One important purpose of this layer is to provide an “invalidation barrier” for incremental computations: when typing inside an item body, the ItemTree of the modified file is typically unaffected, so we don’t have to recompute name resolution results or item data (see data.rs).

The ItemTree for the currently open file can be displayed by using the VS Code command “rust-analyzer: Debug ItemTree”.

Compared to rustc’s architecture, ItemTree has properties from both rustc’s AST and HIR: many syntax-level Rust features are already desugared to simpler forms in the ItemTree, but name resolution has not yet been performed. ItemTrees are per-file, while rustc’s AST and HIR are per-crate, because we are interested in incrementally computing it.

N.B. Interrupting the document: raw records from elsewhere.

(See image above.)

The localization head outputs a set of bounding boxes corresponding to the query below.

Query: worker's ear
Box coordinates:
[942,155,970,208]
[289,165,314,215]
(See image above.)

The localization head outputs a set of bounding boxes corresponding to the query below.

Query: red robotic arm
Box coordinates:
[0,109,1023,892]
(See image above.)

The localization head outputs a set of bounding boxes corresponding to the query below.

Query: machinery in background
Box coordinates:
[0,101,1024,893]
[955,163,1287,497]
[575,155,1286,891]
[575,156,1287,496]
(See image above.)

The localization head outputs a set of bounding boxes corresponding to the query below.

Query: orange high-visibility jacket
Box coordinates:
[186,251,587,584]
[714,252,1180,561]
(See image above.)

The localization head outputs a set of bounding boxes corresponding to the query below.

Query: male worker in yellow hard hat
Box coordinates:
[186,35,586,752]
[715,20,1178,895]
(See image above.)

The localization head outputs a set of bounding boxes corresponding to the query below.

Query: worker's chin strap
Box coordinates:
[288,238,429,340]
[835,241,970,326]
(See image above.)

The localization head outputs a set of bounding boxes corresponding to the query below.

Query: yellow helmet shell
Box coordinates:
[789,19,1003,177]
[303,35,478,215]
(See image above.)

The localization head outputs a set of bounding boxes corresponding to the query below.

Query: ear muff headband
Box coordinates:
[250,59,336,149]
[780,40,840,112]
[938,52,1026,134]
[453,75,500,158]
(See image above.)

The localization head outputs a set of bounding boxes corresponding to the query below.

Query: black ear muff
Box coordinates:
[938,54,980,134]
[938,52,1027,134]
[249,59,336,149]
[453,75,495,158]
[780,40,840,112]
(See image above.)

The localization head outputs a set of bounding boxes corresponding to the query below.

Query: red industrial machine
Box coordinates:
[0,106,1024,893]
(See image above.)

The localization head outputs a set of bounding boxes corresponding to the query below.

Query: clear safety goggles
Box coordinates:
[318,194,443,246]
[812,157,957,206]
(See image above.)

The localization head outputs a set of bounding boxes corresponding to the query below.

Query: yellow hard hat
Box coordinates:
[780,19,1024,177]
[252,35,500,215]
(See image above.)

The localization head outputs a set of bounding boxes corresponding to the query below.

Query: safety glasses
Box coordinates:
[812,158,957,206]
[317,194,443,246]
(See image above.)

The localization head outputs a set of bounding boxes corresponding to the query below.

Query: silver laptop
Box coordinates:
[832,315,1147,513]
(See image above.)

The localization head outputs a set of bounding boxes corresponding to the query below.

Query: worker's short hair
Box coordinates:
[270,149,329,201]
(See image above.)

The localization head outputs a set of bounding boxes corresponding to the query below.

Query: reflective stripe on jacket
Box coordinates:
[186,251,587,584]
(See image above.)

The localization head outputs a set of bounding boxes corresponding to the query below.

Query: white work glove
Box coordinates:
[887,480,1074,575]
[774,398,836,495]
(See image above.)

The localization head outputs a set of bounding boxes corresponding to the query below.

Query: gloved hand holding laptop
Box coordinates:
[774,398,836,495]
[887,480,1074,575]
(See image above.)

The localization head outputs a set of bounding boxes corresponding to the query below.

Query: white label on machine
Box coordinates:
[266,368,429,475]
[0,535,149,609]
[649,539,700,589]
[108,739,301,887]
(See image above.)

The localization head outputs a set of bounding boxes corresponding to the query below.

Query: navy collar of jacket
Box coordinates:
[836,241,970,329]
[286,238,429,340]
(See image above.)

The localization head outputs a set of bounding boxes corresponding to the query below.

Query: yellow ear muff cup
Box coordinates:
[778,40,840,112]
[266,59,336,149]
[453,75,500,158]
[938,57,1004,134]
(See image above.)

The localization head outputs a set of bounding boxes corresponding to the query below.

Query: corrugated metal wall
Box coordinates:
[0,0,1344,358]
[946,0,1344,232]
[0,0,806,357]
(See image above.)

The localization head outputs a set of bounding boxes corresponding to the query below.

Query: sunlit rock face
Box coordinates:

The representation of items in the ItemTree should generally mirror the surface syntax: it is usually a bad idea to desugar a syntax-level construct to something that is structurally different here. Name resolution needs to be able to process attributes and expand macros (including attribute macros), and having a 1-to-1 mapping between syntax and the ItemTree avoids introducing subtle bugs.

In general, any item in the ItemTree stores its AstId, which allows mapping it back to its surface syntax.